Eligible participants must have histologically or cytologically confirmed solid malignancy of any histology that is measurable by Response Evaluation Criteria in Solid Tumors (RECIST) v1.1. For patients with melanoma, documentation of mutation status for B-type Raf proto-oncogene (BRAF) and neuroblastoma ras viral oncogene homolog (NRAS) is required. All participants must have experienced radiographically documented progressive disease on or after their most recent therapy.
The study excludes patients with active, known or suspected autoimmune disease, as well as those requiring systemic treatment with corticosteroids within 14 days or other immunosuppressive medications within 30 days of the first dose.

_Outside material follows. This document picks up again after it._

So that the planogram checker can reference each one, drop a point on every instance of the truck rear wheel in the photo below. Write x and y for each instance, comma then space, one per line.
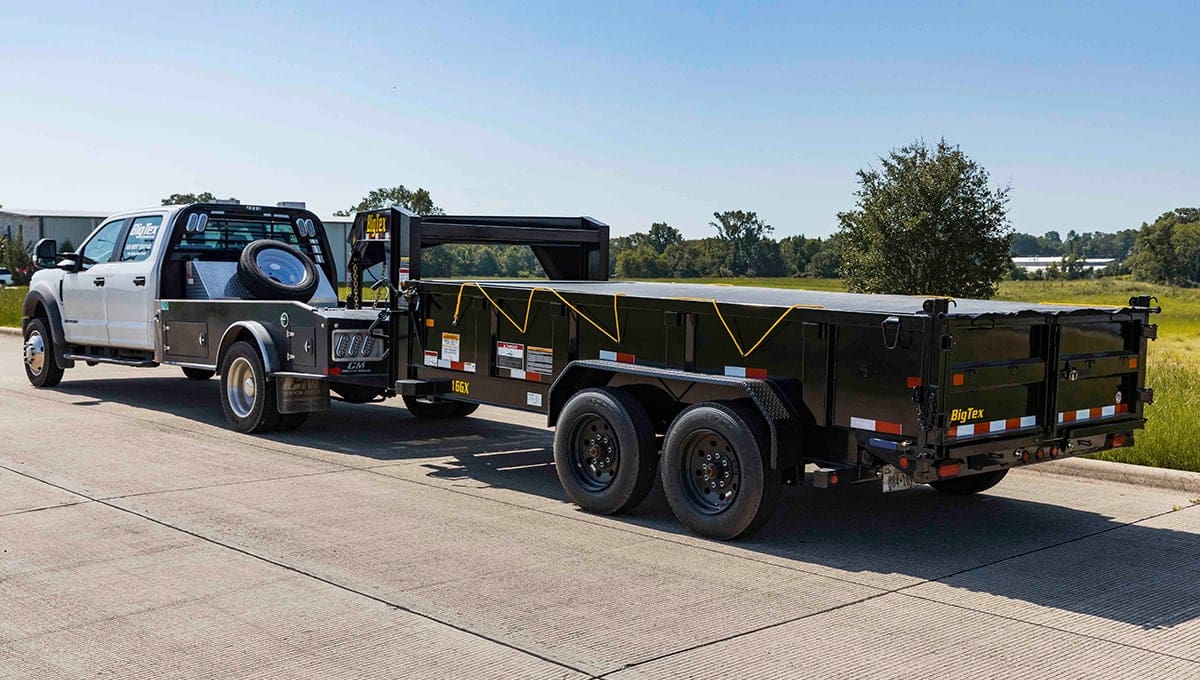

Patients with current or recent gastrointestinal disease or surgery that could impact drug absorption are also excluded, along with those having untreated central nervous system metastases or leptomeningeal metastasis.
BMS-986458 Study for Relapsed/Refractory Lymphomas
The second trial (NCT06090539) is assessing BMS-986458 alone and in combination with anti-cancer agents in patients with relapsed/refractory non-Hodgkin lymphoma (R/R NHL). The study specifically targets diffuse large B-cell lymphoma (DLBCL) and follicular lymphoma (FL) patients.
For relapsed/refractory DLBCL (de novo) and FL 3b, participants must have received at least two prior lines of therapy, including a first-line combination chemotherapy regimen containing rituximab, anthracycline, an alkylating agent, and steroids, plus at least one additional treatment. Patients with relapsed/refractory DLBCL (transformed lymphoma) must have received at least two prior lines of therapy administered after transformation.
Participants must have measurable disease defined by at least one FDG-avid lesion for FDG-avid disease and one bi-dimensionally measurable disease on cross-sectional imaging with at least one lesion greater than 1.5 cm in the transverse diameter.
Exclusion Criteria and Safety Considerations
Both studies maintain strict exclusion criteria to ensure patient safety. The lymphoma trial excludes participants with an Eastern Cooperative Oncology Group (ECOG) performance status of 2 or higher, and those with prior CAR-T therapy, Cereblon-modulating drug treatment, or recent radiotherapy within 4 weeks. Patients who have undergone allogeneic stem cell transplant within 6 months or autologous stem cell transplant within 3 months are also excluded.
The trials exclude participants with any condition that places them at unacceptable risk, including significant acute or chronic medical illness, active or uncontrolled infection, or laboratory abnormalities. Known or suspected central nervous system involvement is also an exclusion criterion for the lymphoma study.
Patient Enrollment and Study Design
Both Phase I trials are designed to evaluate safety and tolerability as primary objectives. The studies require participants to be at least 18 years of age and follow specific pregnancy prevention plans. The trials represent Bristol Myers Squibb's commitment to developing new treatment options for patients with limited therapeutic alternatives in both solid tumor and hematologic malignancy settings.